Wed | Dec 6, 2023

Hope fading as deaths in Turkey, Syria quake pass 11,000

Published:Wednesday | February 8, 2023 | 8:40 AM
A man reacts, after rescue teams found his father dead under a collapsed building, in Kahramanmaras, southern Turkey, Wednesday, February 8, 2023. Nearly two days after the magnitude 7.8 quake struck southeastern Turkey and northern Syria, thinly stretched rescue teams work to pull more people from the rubble of thousands of buildings. (AP Photo/Hussein Malla)

GAZIANTEP, Turkey (AP) — With hope fading to find survivors, stretched rescue teams toiled Wednesday in Turkey and Syria, searching for signs of life in the rubble of thousands of buildings toppled by a catastrophic earthquake.
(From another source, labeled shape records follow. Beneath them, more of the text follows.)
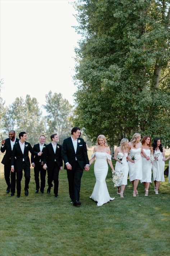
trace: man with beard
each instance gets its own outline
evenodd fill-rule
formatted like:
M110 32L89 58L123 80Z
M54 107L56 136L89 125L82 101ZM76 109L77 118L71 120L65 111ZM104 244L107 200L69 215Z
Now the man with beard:
M19 140L15 137L15 132L14 130L10 131L9 134L9 138L3 140L1 141L1 152L4 153L6 150L5 154L1 162L4 164L5 179L8 186L6 192L7 194L9 194L10 189L11 194L10 196L12 197L14 195L15 190L16 171L11 173L10 182L11 155L14 145L18 143Z

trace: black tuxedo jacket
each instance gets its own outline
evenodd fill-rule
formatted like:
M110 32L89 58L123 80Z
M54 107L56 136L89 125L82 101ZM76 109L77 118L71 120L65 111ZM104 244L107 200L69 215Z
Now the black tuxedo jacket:
M25 164L27 165L30 166L30 160L28 155L29 151L30 153L34 155L37 155L38 153L38 152L35 152L33 150L31 144L29 142L26 141L25 142L24 154L23 154L19 143L15 144L14 145L12 151L11 165L14 165L14 164L16 158L16 167L17 168L20 168L22 166L23 159L24 158Z
M18 143L19 141L19 139L16 138L15 144ZM4 153L5 150L5 154L1 162L3 164L8 165L10 163L11 155L12 154L12 149L11 148L11 142L9 138L5 139L4 146L3 147L2 146L1 147L1 151L2 153Z
M53 168L55 159L59 169L63 166L61 149L61 145L57 143L56 150L55 153L51 143L46 145L43 159L44 164L47 164L47 169Z
M80 141L79 143L79 140ZM86 164L89 164L86 144L81 138L77 139L77 147L75 153L71 137L64 140L62 145L62 156L64 162L64 169L67 169L65 164L69 163L74 169L75 166L75 157L81 168L83 170Z
M45 151L45 149L46 146L46 144L44 144L44 147L42 149L42 153L41 156L38 156L38 155L34 155L33 154L31 154L31 163L34 163L35 164L37 164L40 160L41 160L41 162L42 162L43 161L43 155L44 154L44 152ZM36 151L37 152L39 152L40 151L40 143L38 143L38 144L36 144L34 145L33 147L33 150L34 151Z

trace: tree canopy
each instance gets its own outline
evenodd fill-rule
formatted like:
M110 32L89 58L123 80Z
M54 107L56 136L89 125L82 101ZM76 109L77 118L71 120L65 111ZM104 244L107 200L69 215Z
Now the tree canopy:
M110 145L136 132L170 146L170 10L162 0L86 0L75 5L76 121Z

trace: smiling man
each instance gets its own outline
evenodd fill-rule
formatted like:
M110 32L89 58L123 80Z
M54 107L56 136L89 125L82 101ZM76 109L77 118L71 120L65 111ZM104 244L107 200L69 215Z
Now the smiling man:
M18 143L19 140L15 137L15 132L14 130L10 131L9 134L9 138L3 140L1 141L2 146L1 147L1 151L2 153L4 153L6 151L1 162L4 164L5 179L8 186L6 192L7 194L9 194L10 189L11 194L10 196L12 197L14 195L15 190L16 172L11 173L10 182L11 154L14 145Z
M80 191L83 170L89 169L86 144L79 137L81 132L80 128L73 127L71 136L64 140L62 150L64 169L67 170L71 203L75 206L81 204Z
M45 136L42 134L39 138L40 143L34 145L33 150L36 151L41 151L42 154L41 156L35 155L31 154L31 165L34 167L34 177L36 184L36 193L38 193L40 187L40 180L39 175L40 173L41 187L40 192L44 193L44 188L45 185L45 176L46 175L46 170L43 169L43 163L42 159L43 154L44 153L46 144L45 144Z
M25 177L25 195L28 195L29 184L30 180L30 160L28 156L29 152L34 155L41 155L41 152L35 151L31 144L26 141L27 134L21 132L19 134L19 141L15 144L13 147L11 156L11 172L14 172L16 169L17 173L17 198L20 197L21 181L22 178L22 172L24 170ZM16 159L16 160L15 159ZM15 168L14 163L15 162Z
The death toll passed 11,000 in the deadliest quake worldwide in more than a decade.

Amid calls for the Turkish government to send more help to the disaster zone, President Recep Tayyip Erdogan toured a “tent city” in hard-hit Kahramanmaras where people forced from their homes are living. He conceded shortfalls early on in the response but vowed that no one would “be left in the streets.”

Search teams from more than two dozen countries have joined tens of thousands of local emergency personnel, and aid pledges have poured in from around the world. But the scale of destruction from the 7.8 magnitude quake and its powerful aftershocks was so immense — and spread so wide, including in areas isolated by Syria's ongoing civil war — that many are still waiting for help.

At times rescuers were using excavators, at others they picked gingerly through debris to find survivors or the dead. With thousands of buildings toppled, it was not clear how many people might still be trapped underneath the rubble.

In the Turkish city of Malatya, bodies were placed side by side on the ground, covered in blankets, while rescuers waited for funeral vehicles to pick them up, according to former journalist Ozel Pikal who saw eight bodies pulled from the ruins of a building.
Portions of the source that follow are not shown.